The men toiling here had coal-smudged skin and sweat-stained clothes. Maryanne and I paused at the first catwalk to survey the men at work, trying to determine if Ron, Gerry or Tad lurked underneath a peaked cap. I didn’t see them, but a lot of the men were too far away to tell, slaving over different boilers.
“You search both levels of catwalks,” I told Maryanne. “I’ll look down below.” The bodyguard portion of my brain had wanted to leave her safely above, but the friend portion knew she needed to be part of the team. This made a good compromise.
Before she could protest, I monkeyed down the ladder as fast as I could. I’d decided to search Boiler Room Six first since it was the closest to the bow and the most likely to flood when the iceberg hit.
I jumped the last two feet off the ladder, then bellowed at the top of my lungs, "Team Angel over here!"
The noise of the nearby engines swallowed up my shout. A few heads turned, but nobody stepped forward. Taking care not to get too close, I moved from one roaring-hot furnace to the next and repeated my call. Worry tightened my stomach. Where were they?
I was about to move on again when someone tapped my shoulder. I turned, and Gerry grinned at me from under his peaked cap. Coal dust dulled his red hair. “Hey! Isn’t this awesome?” He gestured at the 20-foot high monstrosity behind us.
I ignored the frivolity. “Where’s Ron?” As partners, they ought to be together.
“He’s over there breaking up coal and putting it in a wheelbarrow. He’s a trimmer. I’m a fireman because I feed the furnace,” he added, mopping his face with his sleeve.
“Come on.” I headed in the direction he’d pointed and spotted Ron’s lanky frame just exiting a door in the bulkhead. The tunnel beyond led into the coal reserve.
I’d thought Gerry was dirty, but Ron was head-to-foot coal dust. Only his eyes and teeth showed white.
He set down the wheelbarrow handles, smiling cheerfully. “Hey, Angel, you found us. It really sucks not having a palmtop. Any idea where we are?"
"We're on a ship that’s about to sink,"
I said tersely. Every nerve on my body twitched with the need to get out of this death trap. "Have you seen Tad?"
They both shook their heads. “No, and I’ve been looking. If he was down here, I’d have seen him,” Gerry said.
“Okay, then let’s get out of here.”
Gerry waved me ahead when we reached the ladder. “You first; we’ll anchor.”
I grabbed the ladder and started to pull myself up.
Three rungs up I heard a yell. "Hey! You three!"
I ground my teeth in frustration and chagrin. I ought to have known the programmers wouldn’t let us off that easily.
The foreman, a brawny thirty-year-old, grabbed hold of Ron's arm. “Back to work! Those furnaces don’t feed themselves.”
Ron shook him off. “We need to visit the washroom.”
I winced at the lameness of his lie. I should’ve prepped them on a cover story.

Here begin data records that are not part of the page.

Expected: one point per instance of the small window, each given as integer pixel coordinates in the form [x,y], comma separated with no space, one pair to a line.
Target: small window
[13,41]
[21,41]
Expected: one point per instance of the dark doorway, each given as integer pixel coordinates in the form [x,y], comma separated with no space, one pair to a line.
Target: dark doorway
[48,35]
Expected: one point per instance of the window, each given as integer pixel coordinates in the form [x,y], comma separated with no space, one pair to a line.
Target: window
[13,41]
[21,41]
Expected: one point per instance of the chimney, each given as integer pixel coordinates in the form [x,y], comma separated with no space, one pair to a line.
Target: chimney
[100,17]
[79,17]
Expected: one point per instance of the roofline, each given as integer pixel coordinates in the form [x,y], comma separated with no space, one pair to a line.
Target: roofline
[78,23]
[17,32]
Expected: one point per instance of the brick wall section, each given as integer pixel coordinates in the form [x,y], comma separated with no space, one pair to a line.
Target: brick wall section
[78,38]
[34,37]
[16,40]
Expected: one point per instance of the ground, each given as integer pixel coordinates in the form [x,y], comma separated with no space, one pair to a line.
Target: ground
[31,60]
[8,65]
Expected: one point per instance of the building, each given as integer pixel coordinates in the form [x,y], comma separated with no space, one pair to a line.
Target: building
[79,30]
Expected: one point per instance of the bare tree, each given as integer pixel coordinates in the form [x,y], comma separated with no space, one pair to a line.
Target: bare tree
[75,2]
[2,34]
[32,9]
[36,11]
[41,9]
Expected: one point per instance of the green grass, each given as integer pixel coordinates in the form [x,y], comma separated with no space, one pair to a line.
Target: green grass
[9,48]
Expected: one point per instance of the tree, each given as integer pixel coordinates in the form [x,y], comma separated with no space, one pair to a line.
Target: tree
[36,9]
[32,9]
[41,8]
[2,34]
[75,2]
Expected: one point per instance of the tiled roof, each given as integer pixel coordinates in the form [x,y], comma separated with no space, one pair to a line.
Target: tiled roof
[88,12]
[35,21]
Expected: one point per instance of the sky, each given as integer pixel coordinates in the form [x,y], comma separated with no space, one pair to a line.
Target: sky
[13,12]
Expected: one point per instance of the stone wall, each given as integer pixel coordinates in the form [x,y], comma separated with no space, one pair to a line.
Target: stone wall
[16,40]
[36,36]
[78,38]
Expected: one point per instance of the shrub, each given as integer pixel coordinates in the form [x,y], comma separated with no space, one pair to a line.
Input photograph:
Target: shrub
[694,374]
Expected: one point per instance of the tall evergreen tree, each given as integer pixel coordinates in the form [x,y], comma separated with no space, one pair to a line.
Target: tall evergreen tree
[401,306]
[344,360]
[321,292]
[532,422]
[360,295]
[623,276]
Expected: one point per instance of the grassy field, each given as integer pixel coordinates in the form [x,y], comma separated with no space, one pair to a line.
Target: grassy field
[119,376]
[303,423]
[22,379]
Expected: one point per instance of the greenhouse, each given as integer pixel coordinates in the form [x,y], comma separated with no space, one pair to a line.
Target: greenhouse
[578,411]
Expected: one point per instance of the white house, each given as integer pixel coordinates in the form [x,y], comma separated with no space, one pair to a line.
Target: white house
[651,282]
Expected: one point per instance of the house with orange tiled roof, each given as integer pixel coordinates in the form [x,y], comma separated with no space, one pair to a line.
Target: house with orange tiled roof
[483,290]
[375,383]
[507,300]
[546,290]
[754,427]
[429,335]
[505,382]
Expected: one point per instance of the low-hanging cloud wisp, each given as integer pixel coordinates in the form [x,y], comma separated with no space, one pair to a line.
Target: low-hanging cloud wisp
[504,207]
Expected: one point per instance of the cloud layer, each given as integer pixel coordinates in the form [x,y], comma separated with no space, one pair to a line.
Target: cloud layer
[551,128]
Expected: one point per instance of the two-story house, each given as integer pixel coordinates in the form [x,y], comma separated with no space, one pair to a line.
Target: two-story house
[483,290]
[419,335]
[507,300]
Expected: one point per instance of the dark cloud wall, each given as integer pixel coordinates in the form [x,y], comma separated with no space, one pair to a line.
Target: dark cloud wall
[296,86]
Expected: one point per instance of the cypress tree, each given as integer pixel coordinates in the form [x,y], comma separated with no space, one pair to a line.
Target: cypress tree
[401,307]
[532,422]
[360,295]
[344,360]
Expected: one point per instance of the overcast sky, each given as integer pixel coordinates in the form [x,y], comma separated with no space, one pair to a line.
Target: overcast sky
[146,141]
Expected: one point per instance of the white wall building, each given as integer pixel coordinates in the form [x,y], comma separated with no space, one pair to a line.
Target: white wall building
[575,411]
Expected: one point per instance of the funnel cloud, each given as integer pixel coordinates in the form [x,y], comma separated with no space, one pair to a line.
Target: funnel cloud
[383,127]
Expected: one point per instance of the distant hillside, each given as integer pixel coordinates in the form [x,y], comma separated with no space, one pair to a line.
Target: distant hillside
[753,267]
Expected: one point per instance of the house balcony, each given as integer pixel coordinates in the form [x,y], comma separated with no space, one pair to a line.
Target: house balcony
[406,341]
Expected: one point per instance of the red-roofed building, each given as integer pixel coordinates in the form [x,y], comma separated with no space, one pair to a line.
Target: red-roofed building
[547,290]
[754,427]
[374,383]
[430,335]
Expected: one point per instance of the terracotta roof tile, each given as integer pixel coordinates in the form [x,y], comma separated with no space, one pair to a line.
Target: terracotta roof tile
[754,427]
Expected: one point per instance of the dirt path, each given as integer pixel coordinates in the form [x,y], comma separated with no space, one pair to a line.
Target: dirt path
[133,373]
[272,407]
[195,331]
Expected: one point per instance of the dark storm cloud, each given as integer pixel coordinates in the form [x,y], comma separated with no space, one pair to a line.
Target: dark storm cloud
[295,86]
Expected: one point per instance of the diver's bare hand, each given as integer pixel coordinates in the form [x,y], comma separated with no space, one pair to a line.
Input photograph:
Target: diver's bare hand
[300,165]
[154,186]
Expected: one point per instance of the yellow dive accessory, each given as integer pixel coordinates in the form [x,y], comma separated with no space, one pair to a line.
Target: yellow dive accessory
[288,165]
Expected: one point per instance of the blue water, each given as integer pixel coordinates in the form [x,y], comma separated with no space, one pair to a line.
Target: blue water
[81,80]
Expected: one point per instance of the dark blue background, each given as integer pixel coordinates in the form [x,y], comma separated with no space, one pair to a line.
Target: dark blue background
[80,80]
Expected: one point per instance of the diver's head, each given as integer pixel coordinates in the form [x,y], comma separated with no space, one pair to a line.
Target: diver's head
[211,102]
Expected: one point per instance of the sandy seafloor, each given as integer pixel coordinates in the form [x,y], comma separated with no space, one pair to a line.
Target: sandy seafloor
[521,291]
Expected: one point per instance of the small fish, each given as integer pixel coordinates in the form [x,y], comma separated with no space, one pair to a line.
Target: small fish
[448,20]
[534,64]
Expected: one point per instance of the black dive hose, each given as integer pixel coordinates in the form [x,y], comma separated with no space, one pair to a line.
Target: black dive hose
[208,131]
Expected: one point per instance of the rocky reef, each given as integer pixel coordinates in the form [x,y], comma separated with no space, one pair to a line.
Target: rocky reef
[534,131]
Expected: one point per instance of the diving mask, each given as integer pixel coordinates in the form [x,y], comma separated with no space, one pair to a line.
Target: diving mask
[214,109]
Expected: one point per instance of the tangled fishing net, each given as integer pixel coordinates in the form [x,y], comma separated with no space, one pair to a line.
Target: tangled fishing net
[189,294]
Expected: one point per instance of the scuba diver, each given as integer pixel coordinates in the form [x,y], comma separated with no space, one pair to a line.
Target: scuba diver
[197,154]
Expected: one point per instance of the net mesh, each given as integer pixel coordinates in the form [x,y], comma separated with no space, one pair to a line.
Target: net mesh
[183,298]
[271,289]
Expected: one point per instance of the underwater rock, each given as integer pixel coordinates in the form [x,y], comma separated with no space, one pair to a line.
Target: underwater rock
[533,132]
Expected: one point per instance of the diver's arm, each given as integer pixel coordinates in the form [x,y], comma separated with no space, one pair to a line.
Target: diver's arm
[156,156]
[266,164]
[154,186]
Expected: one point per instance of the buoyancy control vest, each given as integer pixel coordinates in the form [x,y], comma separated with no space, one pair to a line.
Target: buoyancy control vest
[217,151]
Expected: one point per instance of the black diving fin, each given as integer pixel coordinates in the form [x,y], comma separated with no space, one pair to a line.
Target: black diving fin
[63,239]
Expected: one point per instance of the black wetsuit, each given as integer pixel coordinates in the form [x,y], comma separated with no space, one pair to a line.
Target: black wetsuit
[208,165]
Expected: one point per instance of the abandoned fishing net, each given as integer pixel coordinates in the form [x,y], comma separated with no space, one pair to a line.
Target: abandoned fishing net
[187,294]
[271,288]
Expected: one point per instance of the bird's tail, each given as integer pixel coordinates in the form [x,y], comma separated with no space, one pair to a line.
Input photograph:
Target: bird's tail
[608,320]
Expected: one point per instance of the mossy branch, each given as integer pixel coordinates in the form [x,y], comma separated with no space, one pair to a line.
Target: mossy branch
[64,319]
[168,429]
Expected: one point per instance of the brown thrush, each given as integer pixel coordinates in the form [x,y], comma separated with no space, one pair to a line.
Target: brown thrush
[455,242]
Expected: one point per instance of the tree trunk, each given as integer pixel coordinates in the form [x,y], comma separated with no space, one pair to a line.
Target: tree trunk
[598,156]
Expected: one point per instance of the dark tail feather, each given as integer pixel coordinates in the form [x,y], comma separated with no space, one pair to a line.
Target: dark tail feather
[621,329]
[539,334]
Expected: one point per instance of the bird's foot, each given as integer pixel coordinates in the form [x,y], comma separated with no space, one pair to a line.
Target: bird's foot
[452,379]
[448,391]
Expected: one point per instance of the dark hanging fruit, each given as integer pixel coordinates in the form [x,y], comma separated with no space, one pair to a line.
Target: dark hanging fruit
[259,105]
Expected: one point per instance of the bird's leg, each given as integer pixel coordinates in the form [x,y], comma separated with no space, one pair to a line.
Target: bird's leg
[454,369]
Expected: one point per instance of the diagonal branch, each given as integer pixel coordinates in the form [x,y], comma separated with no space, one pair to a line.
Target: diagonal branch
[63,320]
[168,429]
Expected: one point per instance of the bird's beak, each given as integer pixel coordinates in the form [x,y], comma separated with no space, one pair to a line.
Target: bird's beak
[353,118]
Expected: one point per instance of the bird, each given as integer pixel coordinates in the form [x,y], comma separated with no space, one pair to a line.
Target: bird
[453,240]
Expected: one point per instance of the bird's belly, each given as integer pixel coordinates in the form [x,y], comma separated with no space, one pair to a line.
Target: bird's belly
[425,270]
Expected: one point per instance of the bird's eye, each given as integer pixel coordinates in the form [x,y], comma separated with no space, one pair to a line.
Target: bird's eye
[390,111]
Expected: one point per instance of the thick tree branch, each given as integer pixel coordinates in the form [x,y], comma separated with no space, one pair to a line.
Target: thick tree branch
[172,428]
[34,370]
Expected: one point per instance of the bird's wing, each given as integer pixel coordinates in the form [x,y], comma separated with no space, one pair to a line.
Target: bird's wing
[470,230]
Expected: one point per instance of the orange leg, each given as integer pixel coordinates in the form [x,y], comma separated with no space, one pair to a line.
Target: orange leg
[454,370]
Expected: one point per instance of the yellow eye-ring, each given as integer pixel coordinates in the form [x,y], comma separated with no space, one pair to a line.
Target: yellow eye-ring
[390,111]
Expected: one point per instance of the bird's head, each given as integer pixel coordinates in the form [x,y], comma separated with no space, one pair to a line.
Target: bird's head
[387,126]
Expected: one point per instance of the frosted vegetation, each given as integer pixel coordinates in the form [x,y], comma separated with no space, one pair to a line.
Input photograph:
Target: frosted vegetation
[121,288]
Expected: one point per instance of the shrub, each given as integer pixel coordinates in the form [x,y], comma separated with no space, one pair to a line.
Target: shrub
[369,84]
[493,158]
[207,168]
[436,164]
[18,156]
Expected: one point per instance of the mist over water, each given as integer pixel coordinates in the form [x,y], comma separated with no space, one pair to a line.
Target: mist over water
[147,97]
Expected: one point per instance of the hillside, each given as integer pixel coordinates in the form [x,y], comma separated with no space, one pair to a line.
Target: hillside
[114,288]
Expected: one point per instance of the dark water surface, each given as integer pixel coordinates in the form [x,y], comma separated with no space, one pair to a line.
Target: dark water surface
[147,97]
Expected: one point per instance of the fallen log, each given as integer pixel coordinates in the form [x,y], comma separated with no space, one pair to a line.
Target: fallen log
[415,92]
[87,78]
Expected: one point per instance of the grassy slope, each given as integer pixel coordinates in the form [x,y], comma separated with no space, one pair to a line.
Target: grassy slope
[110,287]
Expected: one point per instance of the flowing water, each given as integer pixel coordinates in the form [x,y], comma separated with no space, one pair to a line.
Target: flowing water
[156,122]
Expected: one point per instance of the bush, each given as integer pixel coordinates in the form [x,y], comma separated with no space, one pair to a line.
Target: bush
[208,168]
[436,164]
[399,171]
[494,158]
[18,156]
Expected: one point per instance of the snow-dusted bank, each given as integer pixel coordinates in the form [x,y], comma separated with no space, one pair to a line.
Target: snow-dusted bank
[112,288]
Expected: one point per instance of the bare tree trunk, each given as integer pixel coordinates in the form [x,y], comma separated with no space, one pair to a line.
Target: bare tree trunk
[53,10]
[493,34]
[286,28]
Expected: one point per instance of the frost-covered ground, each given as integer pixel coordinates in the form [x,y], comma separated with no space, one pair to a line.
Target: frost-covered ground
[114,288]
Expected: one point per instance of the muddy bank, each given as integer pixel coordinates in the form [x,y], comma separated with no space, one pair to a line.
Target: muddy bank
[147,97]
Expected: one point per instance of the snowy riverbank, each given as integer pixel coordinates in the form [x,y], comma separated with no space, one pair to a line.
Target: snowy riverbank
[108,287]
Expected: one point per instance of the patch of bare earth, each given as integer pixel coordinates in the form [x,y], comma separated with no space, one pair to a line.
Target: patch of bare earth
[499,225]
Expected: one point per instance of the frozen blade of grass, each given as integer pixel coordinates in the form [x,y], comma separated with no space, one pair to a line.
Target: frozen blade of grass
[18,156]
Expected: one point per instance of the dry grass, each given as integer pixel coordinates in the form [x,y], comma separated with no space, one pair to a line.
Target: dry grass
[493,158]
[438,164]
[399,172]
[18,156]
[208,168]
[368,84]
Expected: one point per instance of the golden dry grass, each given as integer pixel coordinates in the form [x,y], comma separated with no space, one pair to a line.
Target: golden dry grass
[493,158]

The foreman looked first incredulous, then angry. “All three of you at once?”
This needed to end now. I coiled myself to jump on the foreman’s back; I needed to drop him without hurting myself.
Before I could launch myself into the air, a short man yelled, “Full stop!” He pointed to a hanging box that looked a little like a traffic light. Lit letters read out STOP. The box was a telegraph, I realized, so the bridge officers could communicate with the men in the boiler rooms to tell them when to pour on more coal.
The foreman took a step away from Ron, grumbling, “I’ll be watching you!”
The short man cocked his head. “Why are we turning?”
I could guess. A shot of fear went through me. “Start climbing,” I urged Ron and Gerry.
My bad feeling was borne out seconds later when a huge thrumming shock reverberated through the ship: the Titanic hitting the iceberg.
An alarm blared. Red lights flashed over the coal bin door.
“Clear the door!” the foreman bellowed, running forward.
I climbed another four rungs, head turned to watch the drama. A trimmer dived for the door, made it through. The man behind him didn’t. The water-tight door slammed shut in his face.